Sen. Thom Tillis, R-N.C., who faces re-election in a battleground state next year, warned his party at a meeting Tuesday that it will lose the 2026 midterm elections if it pushes ahead on proposed Medicaid cuts. He compared the situation to the heavy losses Democrats suffered in the 2014 midterms after a rocky Obamacare rollout, according to a source in the room.
Tillis circulated a document Monday with estimates of how much Medicaid money states would lose if the Senate bill passes, including $38.9 billion in losses for North Carolina, $16 billion for Tennessee and $6.1 billion for Missouri.
Sen. Josh Hawley, R-Mo., said the current version of the bill — which would also extend the 2017 Trump tax cuts — doesn’t have enough votes and would harm rural hospitals in his state.
“Senate leadership now needs to fix this. They’re the ones who have invented this new rural hospital defund scheme that the House says they can’t pass, that’s going to close rural hospitals,” he said. “It was a bad idea on their part to fool around with it.”
Republicans are looking at creating a fund to protect rural hospitals from the negative consequences of their bill. Sen. Bill Cassidy, R-La., said only a small proportion of Medicaid funds go to those institutions, but he argued that “having a fund specifically for rural hospitals is a targeted way to help ensure their viability.”
Senate GOP leaders want to include the Medicaid cuts to limit the bill’s red ink. The nonpartisan Congressional Budget Office projects that the version the House passed would add $2.4 trillion to the debt over the next 10 years.

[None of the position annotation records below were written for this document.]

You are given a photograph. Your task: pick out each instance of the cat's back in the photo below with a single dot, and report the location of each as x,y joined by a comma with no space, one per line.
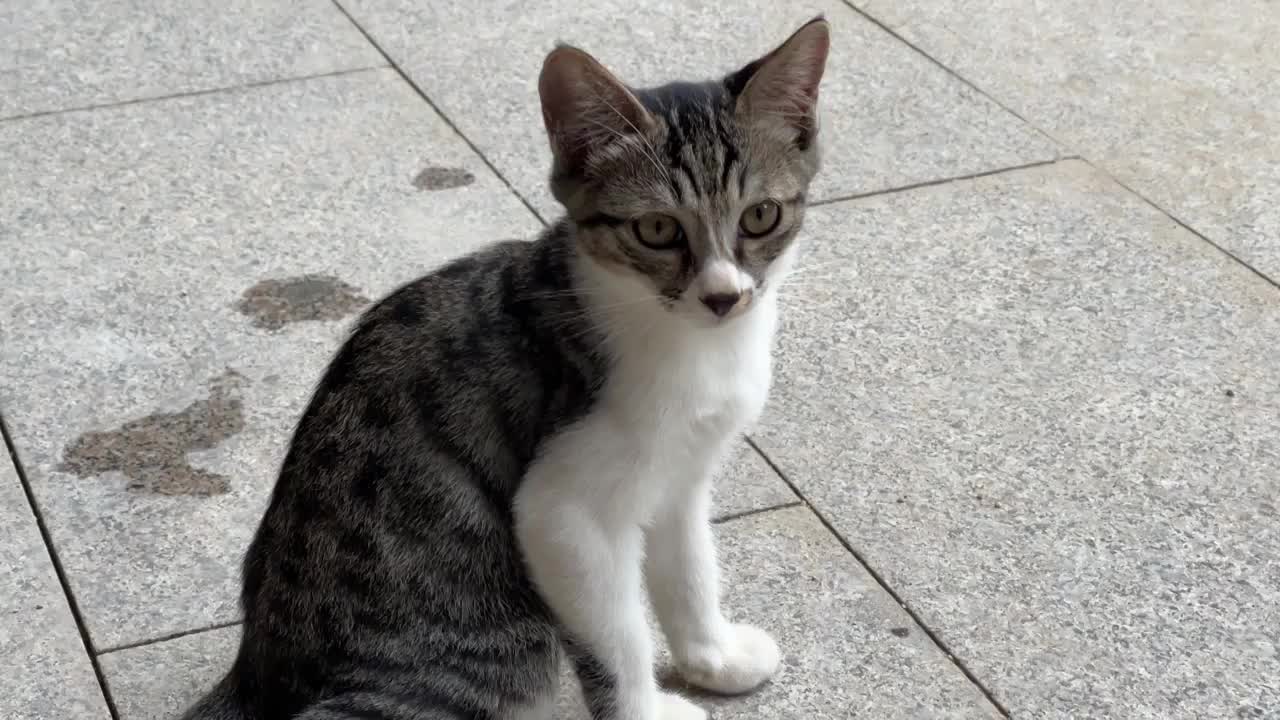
389,529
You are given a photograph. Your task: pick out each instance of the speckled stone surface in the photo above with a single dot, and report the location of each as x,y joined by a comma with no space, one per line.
849,648
891,117
1050,419
1178,99
63,54
159,680
748,483
131,237
46,671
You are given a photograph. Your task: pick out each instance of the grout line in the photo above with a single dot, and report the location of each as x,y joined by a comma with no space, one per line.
944,181
59,570
883,584
920,51
1184,226
169,637
1033,126
191,94
741,514
440,113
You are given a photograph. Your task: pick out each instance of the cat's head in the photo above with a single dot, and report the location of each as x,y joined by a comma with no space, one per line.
691,194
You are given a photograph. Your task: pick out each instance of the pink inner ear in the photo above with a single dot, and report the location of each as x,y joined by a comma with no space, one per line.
584,106
789,77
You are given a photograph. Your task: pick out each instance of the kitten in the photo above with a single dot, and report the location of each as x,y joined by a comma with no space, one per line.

On Tuesday, 16 House Republicans — almost all representing competitive districts — sent a letter rebelling against the Senate’s Medicaid cuts. They fretted that those policies would “place additional burdens on hospitals,” among other things.
“Protecting Medicaid is essential for the vulnerable constituents we were elected to represent. Therefore, we cannot support a final bill that threatens access the coverage or jeopardizes the stability of our hospitals and providers,” wrote the House Republicans, led by David Valadao of California, whose district has one of the highest shares of Medicaid recipients in the country.
Democratic Congressional Campaign Committee spokesperson Justin Chermol responded to the letter quickly, questioning the sincerity of the Republicans' opposition to Medicaid cuts.